I find *Gavin Bryars* to be a fascinating composer. His music is modern but without being inaccessible; as well as a style of minimalism that still retains a multi-layered complexity that I find very interesting and pleasing.


----------



## NoCoPilot (Nov 9, 2020)

The only Bryars I'm familiar with is his stuff on the Obscure Records label. It didn't motivate me to seek any others.

Recommend me something better.


----------



## Highwayman (Jul 16, 2018)

I like the old man`s singing in _Jesus' Blood Never Failed Me Yet_ but that`s pretty much the only thing I like regarding his music.


----------



## SanAntone (May 10, 2020)

NoCoPilot said:


> The only Bryars I'm familiar with is his stuff on the Obscure Records label. It didn't motivate me to seek any others.
> 
> Recommend me something better.


The Green Ray
The North Shore
The Sinking of the Titanic

This anniversary recording is a good place to acquaint yourself with his music.

*Portrait*


----------



## tortkis (Jul 13, 2013)

The Sinking of The Titanic and Jesus' Blood Never Failed Me Yet are some of the most emotionally moving music I have heard. Another favorite is I have heard it said that a spirit enters..., an album including songs written for wonderful Holly Cole, Violin Concerto, The Porazzi Fragment for strings and By The Vaar for bass and orchestra. Bryars plays bass on By The Varr, that he wrote for Charlie Haden.

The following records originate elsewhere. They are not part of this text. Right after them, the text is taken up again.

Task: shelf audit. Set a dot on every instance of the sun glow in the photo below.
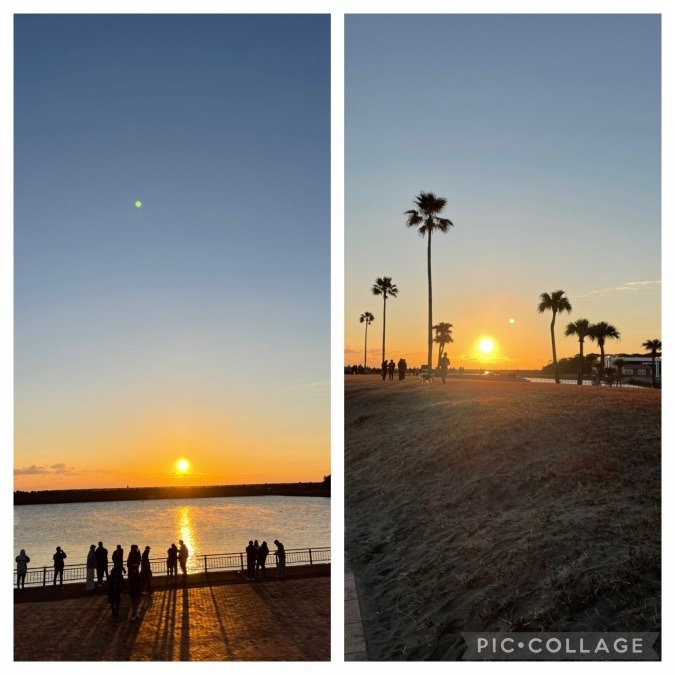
(486, 345)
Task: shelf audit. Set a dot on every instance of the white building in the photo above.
(635, 366)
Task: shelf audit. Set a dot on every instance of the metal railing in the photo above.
(201, 564)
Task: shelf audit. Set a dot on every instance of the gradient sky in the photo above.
(198, 325)
(544, 134)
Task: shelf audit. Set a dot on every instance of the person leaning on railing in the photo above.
(281, 559)
(22, 561)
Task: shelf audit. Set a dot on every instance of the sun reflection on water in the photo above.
(186, 532)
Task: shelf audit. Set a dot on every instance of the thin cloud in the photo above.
(629, 286)
(34, 470)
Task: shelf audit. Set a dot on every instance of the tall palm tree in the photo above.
(386, 289)
(653, 346)
(442, 337)
(599, 332)
(366, 318)
(580, 328)
(426, 218)
(556, 302)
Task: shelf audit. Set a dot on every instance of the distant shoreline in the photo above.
(24, 498)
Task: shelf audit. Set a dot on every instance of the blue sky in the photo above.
(200, 303)
(544, 134)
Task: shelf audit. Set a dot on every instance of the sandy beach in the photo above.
(509, 506)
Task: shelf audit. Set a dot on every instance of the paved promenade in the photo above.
(272, 620)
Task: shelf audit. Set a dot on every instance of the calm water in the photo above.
(217, 525)
(584, 382)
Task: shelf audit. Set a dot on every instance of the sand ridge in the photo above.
(482, 505)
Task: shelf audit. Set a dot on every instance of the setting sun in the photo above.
(486, 345)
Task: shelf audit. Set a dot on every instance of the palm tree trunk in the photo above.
(555, 358)
(365, 349)
(384, 325)
(429, 340)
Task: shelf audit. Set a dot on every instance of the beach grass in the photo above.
(500, 506)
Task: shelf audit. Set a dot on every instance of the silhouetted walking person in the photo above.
(91, 568)
(59, 557)
(101, 563)
(263, 551)
(281, 559)
(22, 561)
(183, 554)
(134, 557)
(118, 558)
(135, 591)
(250, 561)
(146, 569)
(172, 561)
(444, 363)
(115, 585)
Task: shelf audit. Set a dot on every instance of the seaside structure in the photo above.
(637, 366)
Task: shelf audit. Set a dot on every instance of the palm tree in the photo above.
(556, 302)
(653, 346)
(580, 328)
(599, 332)
(366, 318)
(386, 289)
(442, 337)
(425, 217)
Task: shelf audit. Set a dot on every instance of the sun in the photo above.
(486, 345)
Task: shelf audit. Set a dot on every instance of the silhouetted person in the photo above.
(146, 569)
(59, 557)
(263, 551)
(101, 563)
(134, 557)
(281, 559)
(250, 561)
(115, 585)
(91, 568)
(172, 561)
(135, 591)
(118, 558)
(22, 561)
(444, 363)
(183, 554)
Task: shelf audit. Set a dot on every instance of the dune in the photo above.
(500, 506)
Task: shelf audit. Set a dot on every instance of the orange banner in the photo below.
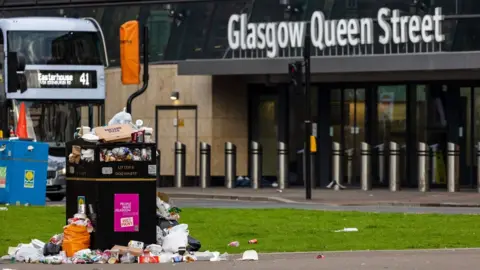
(130, 52)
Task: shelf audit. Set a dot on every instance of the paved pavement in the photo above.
(349, 197)
(419, 260)
(213, 203)
(238, 204)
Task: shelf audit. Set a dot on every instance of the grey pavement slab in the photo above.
(417, 259)
(349, 197)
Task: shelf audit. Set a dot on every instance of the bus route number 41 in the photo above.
(85, 79)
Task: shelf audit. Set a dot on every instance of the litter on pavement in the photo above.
(174, 245)
(348, 230)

https://gavinbryars.com/work_album/i-have-heard-it-said-that-a-spirit-enters/


----------



## Art Rock (Nov 28, 2009)

My favourite Bryars work is the Cadman Requiem.


----------



## pmsummer (Oct 24, 2014)

A fascinating and enigmatic composer. Impossible to pigeon hole.


----------



## pmsummer (Oct 24, 2014)

I HAVE HEARD IT SAID THAT A SPIRIT ENTERS...
*Gavin Bryars*
Holly Cole - voice
Gwen Hoebig - violin
Gavin Bryars - double-bass solo
CBC Radio Orchestra
Owen Underhill - conductor
_
CBC Records_


----------